Jane Stockdale is a photographer who can effortlessly capture a mood. A natural ability to be in the right place at the right time is a must for any successful documentary photographer and Jane epitomises that.
We caught up with her after the G20 march in London a week ago today, where she took a jaw dropping set of photos that will either make you wish you were there, or thank your lucky stars you weren’t.
Why were you at the march?
Im a freelance photographer so was documenting what was going on at the G20 for a newspaper and a magazine. But also I think its really important to document.
What was the most shocking thing you saw?
A baby fast asleep snoozing through the whole thing. I was a bit worried for the little one!
Were you pro or against the march?
Definitely pro – I think the right to protest is a cornerstone of a democracy and it holds our elected leaders accountable for their actions. Also protests can highlight different issues in the media and get people thinking. One thing I think is a shame though is how a message can get lost in violence. Anyone can throw a punch or smash a window to get attention. But when you have that attention you better have something good to say.
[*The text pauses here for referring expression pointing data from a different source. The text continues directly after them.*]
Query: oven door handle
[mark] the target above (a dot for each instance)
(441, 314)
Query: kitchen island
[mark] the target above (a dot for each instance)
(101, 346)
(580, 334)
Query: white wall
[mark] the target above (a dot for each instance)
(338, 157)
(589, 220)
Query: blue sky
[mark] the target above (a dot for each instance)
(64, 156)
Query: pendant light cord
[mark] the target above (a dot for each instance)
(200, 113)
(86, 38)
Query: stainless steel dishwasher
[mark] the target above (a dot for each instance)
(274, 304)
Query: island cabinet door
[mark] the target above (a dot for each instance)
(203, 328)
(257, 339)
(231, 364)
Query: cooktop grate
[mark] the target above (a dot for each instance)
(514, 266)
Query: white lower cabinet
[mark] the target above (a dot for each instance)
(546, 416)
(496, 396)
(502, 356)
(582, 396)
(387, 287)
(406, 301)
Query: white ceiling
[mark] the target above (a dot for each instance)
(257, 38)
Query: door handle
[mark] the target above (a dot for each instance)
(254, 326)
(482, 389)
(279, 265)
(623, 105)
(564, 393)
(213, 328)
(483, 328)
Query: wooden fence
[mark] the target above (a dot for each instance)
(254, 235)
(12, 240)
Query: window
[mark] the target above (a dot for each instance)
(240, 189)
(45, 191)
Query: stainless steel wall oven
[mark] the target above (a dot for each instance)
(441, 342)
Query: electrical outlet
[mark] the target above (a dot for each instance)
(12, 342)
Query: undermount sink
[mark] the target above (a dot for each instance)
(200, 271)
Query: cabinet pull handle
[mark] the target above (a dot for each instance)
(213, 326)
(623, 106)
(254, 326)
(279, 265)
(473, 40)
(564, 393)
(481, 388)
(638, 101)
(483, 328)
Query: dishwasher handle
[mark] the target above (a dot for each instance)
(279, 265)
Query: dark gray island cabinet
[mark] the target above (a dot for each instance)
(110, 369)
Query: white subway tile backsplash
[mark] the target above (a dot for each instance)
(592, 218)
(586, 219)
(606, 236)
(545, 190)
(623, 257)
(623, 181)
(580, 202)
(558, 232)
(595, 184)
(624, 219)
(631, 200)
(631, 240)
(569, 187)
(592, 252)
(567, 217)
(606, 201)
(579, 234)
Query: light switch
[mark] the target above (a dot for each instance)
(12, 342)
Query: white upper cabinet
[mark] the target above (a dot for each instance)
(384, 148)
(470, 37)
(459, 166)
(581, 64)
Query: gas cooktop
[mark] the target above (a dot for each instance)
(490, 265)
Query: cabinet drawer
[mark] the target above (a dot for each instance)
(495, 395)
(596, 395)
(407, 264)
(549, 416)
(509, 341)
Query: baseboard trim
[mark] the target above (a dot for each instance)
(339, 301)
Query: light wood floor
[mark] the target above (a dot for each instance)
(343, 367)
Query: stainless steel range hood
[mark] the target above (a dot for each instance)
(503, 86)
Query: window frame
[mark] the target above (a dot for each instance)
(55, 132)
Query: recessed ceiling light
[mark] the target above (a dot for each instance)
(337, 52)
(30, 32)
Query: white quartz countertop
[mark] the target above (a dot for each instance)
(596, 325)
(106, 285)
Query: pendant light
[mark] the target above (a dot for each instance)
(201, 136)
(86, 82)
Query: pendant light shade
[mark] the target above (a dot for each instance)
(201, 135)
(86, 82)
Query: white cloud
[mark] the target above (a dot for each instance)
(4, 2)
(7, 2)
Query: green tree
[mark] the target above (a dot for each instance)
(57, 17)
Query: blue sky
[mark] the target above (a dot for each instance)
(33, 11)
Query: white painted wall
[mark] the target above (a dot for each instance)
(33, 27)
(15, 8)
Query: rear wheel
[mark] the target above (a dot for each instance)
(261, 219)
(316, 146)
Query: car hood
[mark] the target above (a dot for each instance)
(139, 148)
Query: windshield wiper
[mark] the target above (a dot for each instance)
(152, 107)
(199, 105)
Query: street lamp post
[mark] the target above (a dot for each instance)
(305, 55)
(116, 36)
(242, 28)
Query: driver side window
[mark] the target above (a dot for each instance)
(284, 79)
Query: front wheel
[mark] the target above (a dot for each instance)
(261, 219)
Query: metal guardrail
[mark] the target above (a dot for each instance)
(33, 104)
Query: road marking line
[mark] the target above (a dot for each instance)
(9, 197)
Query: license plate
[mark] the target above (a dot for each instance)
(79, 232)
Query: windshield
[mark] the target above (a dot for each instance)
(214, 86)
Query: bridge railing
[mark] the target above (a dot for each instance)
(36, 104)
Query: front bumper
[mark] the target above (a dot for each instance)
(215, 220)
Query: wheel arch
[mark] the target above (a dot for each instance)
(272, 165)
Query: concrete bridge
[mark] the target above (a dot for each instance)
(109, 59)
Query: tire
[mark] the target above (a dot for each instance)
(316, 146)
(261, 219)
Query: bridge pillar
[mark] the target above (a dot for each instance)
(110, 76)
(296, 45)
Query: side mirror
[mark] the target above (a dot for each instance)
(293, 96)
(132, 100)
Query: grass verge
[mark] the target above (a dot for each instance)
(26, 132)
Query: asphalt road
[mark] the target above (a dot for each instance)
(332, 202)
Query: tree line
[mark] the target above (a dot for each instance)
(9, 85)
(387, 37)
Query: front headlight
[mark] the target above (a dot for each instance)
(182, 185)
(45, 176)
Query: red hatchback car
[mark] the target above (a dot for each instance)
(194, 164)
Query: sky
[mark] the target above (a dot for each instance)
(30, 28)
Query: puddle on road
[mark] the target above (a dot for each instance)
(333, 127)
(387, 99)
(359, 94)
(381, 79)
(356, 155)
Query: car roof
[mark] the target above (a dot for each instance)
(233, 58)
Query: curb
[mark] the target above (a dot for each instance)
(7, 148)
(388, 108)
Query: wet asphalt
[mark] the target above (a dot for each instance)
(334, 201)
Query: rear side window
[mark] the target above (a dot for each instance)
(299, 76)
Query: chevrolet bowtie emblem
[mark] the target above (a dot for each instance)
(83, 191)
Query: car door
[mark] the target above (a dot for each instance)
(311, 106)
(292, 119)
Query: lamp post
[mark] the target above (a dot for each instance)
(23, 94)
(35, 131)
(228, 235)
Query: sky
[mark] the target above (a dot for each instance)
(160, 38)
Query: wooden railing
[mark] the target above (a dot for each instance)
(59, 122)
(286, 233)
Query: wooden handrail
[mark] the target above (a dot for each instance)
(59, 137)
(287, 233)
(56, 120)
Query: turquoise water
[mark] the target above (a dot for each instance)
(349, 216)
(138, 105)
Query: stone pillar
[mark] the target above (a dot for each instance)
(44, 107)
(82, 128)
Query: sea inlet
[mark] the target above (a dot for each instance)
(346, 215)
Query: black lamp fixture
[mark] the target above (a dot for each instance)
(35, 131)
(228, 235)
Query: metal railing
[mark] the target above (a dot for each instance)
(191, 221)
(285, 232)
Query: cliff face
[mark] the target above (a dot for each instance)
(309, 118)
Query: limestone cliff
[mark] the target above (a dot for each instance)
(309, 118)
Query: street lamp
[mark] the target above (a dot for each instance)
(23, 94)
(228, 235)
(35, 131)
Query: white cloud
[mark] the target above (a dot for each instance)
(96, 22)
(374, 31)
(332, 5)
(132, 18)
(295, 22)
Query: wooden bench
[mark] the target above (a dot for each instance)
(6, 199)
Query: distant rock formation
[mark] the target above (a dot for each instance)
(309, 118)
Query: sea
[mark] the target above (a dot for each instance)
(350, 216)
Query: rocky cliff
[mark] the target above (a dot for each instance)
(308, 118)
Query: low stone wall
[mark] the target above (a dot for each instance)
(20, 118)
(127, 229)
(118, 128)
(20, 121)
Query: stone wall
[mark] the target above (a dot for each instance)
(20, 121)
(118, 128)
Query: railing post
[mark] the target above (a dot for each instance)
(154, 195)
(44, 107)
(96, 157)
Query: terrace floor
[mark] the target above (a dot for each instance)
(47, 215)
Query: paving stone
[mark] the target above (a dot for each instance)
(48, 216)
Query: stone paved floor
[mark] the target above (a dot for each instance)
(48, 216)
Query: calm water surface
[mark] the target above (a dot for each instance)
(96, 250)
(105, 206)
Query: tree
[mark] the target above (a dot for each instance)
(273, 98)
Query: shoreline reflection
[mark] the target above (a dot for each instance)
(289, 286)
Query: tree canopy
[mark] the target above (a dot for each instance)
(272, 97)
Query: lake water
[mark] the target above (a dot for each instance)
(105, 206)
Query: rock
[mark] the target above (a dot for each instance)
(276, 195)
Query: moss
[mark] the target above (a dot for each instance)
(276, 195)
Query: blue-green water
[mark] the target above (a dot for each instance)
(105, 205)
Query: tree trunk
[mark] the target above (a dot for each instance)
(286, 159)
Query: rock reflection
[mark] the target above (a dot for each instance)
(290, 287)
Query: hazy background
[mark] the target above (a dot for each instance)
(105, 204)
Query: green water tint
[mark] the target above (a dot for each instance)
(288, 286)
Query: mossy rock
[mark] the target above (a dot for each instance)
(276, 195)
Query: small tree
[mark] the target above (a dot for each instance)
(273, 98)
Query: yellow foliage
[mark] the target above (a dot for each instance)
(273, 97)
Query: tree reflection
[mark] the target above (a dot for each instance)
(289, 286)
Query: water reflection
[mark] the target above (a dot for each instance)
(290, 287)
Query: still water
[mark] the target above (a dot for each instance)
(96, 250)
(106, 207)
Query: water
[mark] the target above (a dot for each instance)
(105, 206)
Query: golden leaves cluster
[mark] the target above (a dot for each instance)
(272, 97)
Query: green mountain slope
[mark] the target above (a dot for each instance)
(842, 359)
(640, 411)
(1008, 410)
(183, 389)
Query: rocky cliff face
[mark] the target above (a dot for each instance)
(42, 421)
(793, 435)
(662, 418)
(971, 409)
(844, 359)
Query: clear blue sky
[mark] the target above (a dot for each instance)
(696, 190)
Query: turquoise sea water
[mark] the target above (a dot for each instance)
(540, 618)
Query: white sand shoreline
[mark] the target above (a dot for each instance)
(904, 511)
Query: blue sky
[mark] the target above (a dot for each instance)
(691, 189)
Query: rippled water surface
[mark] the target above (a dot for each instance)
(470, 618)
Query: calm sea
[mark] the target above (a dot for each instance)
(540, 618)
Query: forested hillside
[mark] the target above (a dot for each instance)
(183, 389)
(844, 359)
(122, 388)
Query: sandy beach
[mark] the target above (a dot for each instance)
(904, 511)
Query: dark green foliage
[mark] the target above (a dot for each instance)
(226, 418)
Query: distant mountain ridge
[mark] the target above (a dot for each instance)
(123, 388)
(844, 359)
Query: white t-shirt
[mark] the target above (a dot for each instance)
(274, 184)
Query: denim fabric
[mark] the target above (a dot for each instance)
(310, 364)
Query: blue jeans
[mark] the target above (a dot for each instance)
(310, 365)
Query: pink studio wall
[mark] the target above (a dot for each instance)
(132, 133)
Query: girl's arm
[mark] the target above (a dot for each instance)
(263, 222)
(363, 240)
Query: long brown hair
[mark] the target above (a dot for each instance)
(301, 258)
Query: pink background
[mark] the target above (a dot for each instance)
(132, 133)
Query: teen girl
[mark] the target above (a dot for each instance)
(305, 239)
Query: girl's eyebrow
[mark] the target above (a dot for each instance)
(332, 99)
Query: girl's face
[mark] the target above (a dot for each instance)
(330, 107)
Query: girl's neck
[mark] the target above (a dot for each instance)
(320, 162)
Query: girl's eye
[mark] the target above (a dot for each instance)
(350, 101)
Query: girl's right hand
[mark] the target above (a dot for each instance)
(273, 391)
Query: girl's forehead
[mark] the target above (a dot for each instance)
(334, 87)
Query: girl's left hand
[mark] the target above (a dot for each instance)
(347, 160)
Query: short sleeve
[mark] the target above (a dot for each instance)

Do you do much documentary photography?
I love documentary photography and capturing real honest shots of whats going on. I’ve worked on quite a mix of projects, for example I did a big project on the G8 in Rostock a couple years ago for Lodown magazine and also a documentary project about the work of the UN trying to stop the illegal smuggling of weapons getting into Lebanon. But then I also photographed the England Football team training for Umbro the few weeks ago and did a project documenting family days out for the guys at creative agency LOVE – so a real mix
What would you march against?
I marched against the invasion of Iraq and also Israel’s attack on Gaza. I think in situations like this its important to make a stand. Also I think its ridiculous that someone like Sir Fred Goodwin, the ex-head of the Royal Bank of Scotland, should be allowed to keep a £703,000 a year pension even though he presided over the worst banking collapse of our generation. With big power comes big responsibility and big rewards but also I think he should be accountable for his mistakes. He should do the right thing and give it back.